All hail the late Senator Robert Byrd of West Virginia for giving us this great day to celebrate the Constitution. The great orator of American lore enables us to consider the greatness of the Constitution a little bit more.
In honor of this illustrious day, I give you some resources.
Constitution Day Hall Pass
I love the Constitution Center up in Philadelphia, and have taken a few batches of students up there to meander the fantastic interactive exhibits. My teammate and I are also trying to schedule a "field trip" that comes to us... (please PTA)...
But even more fun is the new Constitution Day resource offered by the Center, Constitution Hall Pass
Here, in a video as well as a guided discussion, the Bill of Rights (written almost exclusively by James Madison) is discussed, along with the truly revolutionary 14th Amendment and the Supreme Court case J.S. v Blue Mountain.

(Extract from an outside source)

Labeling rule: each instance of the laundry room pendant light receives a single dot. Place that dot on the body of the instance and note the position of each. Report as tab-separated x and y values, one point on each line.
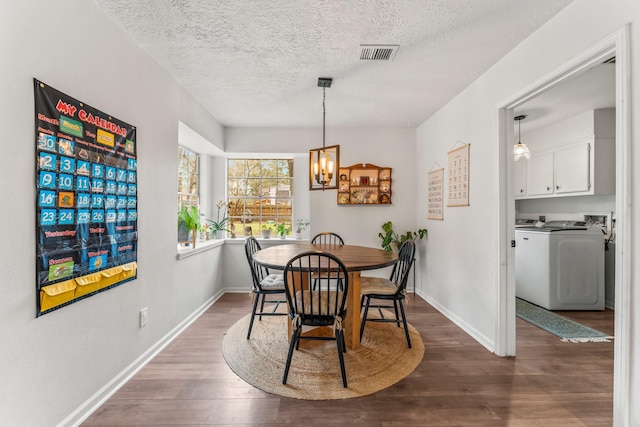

The Center gives lots of insight, along with materials for use in the classroom.
A lovely introduction to the evolution of the Constitution.
This came my way today... a great resource that not only allows you to view Constitutions of the world, but to compare what they say on different key issues, like government construction, legislature, principals, rights and responsibilities, and other super fun constitutional stuff.
I found something to be thankful for from the Heritage Foundation.
I have been scouring the planet for all things academic on the Constitution that can help my own discourse, and this is pretty great. I like the academic essays and how they examine each clause of the Constitution with legislation, executive action, and judicial precedent. In a few incidents I have had to include anecdotes not covered, but it's all good.